The EU protects workers and consumers in Surrey
- Workers and consumers in Surrey benefit from a range of different rights coming from the EU, whether they be around safety and commercial standards, health and safety, working hours or protections for disabled or LGBTI people.
- 31% of all employees in Surrey work part-time. All these people have benefitted from EU rules ensuring that part-time workers cannot be discriminated against in relation to full-time workers.
- There is no guarantee that these rights would be protected if the UK withdrew from the EU- indeed, they are one of the main reasons why many politicians on the Right want us to leave.
Our consumer and worker rights have been enhanced greatly by the EU. The products we buy must be properly labelled, fairly marketed and have a secure returns policy. The European Working Time Directive (WTD) protects four weeks of paid annual leave for every worker in Europe and many other pieces of EU law both stop British workers from being exploited at work and protect good employers.
Protecting us when we shop
The EU makes up nearly half of all trade that the UK has with the rest of the world. This means that thanks to the lower trade barriers introduced by the EU, British consumers have easier access to a more competitive market when they want to do their shopping. Europe has some of the highest safety and commercial standards in the entire world thanks to EU policy.
There is now increased transparency when you go shopping, with sellers required to prove full details of who they are, what they are selling and how much it costs (including taxes and delivery) so that there are no hidden costs. This is in addition to comprehensive laws about food labelling and unit price so that you know what is in your food and how much it costs compared to similar products. Lots of products have also been made safer because of EU action. For example, a new EU standard for cigarette design means they now extinguish themselves if they are not puffed on- saving one life every five days in the UK, according to the London Fire Brigade. EU law has also introduced standard rules for offering refunds across Europe. If you buy something that is broken, you can return it and have it repaired or replaced. If the repair or replacement isn't possible, you can get a part or complete refund of your money. Traders must also refund you within 14 days of unwanted goods being shipped.
Empowering us at work
The right to a holiday and proper leisure time is something that we all value. British workers now have the security of knowing that their rights are protected both in Britain and if they work abroad in Europe. For example, the adoption of the EU's Working Time Regulations in 1998 guaranteed workers paid holiday. The Directive guarantees four weeks of paid leave, which means that now everyone can feel able to take proper annual leave without fear of losing their job.

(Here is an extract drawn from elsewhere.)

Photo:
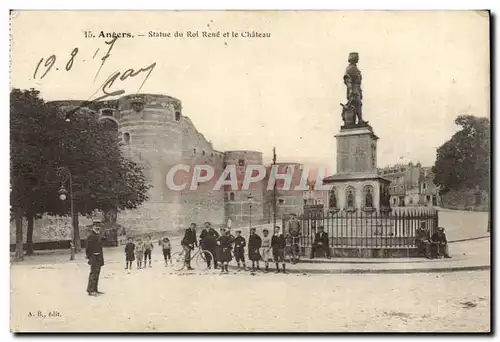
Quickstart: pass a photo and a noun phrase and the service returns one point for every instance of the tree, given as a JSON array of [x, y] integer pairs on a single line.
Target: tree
[[28, 161], [464, 160], [43, 140]]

The Directive also helps you control how long you work for. Unless you choose to opt out, you cannot be forced to work more than 48 hours in a seven day period, and you cannot be forced to work more than 13 consecutive hours in a day. If you are a night shift worker you are not allowed to work more than an average of eight hours in each 24 hour period. You are also guaranteed free health assessments before assignments and at regular intervals to check that you are not damaging your health at work.
EU law also gives protection to temporary workers and agency workers, who are often in the most precarious jobs, stops part-time workers being treated less favourably than full-time workers, and stops pregnant women from being treated unfavourably by employers.
The EU has also introduced legislation to stop workers being exposed to dangerous chemicals and substances. These regulations set out standards that must be maintained to ensure the safety of workers. For example, the EU’s 2009 Directive on exposure to asbestos at work sets out the maximum permitted value for airborne concentration of asbestos, meaning that employees cannot be forced to work in situations where they could be seriously risking their long term health.
Promotes LGBTI equality
Under Provisions made in the Treaty of Amsterdam in 1999, discrimination at work based on sexual orientation is illegal. Under the Charter of Fundamental Rights, any discrimination on the grounds of sexual orientation became illegal. This charter became legally binding in 2009 and also protects Transgender people from being discriminated against.
Accessibility and opportunity improved for disabled people
In addition to helping to protect the rights of LGBTI people, the Charter of Fundamental Rights also protects people with disabilities from discrimination. 11.6 million people in the UK have a disability and thanks to the work of the European Union, more is being done to break down barriers and end discrimination against disabled people – whether it’s in the workplace or on public transport.
Labour MEPs are working hard in the European Parliament to try and extend our working rights and update them for the modern world. In particular, we have won the support of Socialists across Europe for EU-wide action against zero-hours contracts, and will keep pushing for this. On a separate issue, it is often asked whether there is a European minimum wage. This has been discussed at European level, but opinions are divided. Some people feel it could lead to a levelling-down of pay towards the levels in the lowest-paid countries. Because of this, the Socialist group in the parliament (where Labour MEPs sit) does not have a firm position in favour or against a European minimum wage.
What happens if we leave?
Initially David Cameron appeared to be targeting the Working Time Directive as part of his ‘renegotiation’ of the UK’s relationship with the EU. After pressure from the public and Trade Unions, he seems to have backed down on some of this agenda. Nevertheless, it is very likely that if the UK leaves the EU then these rights will be taken away completely.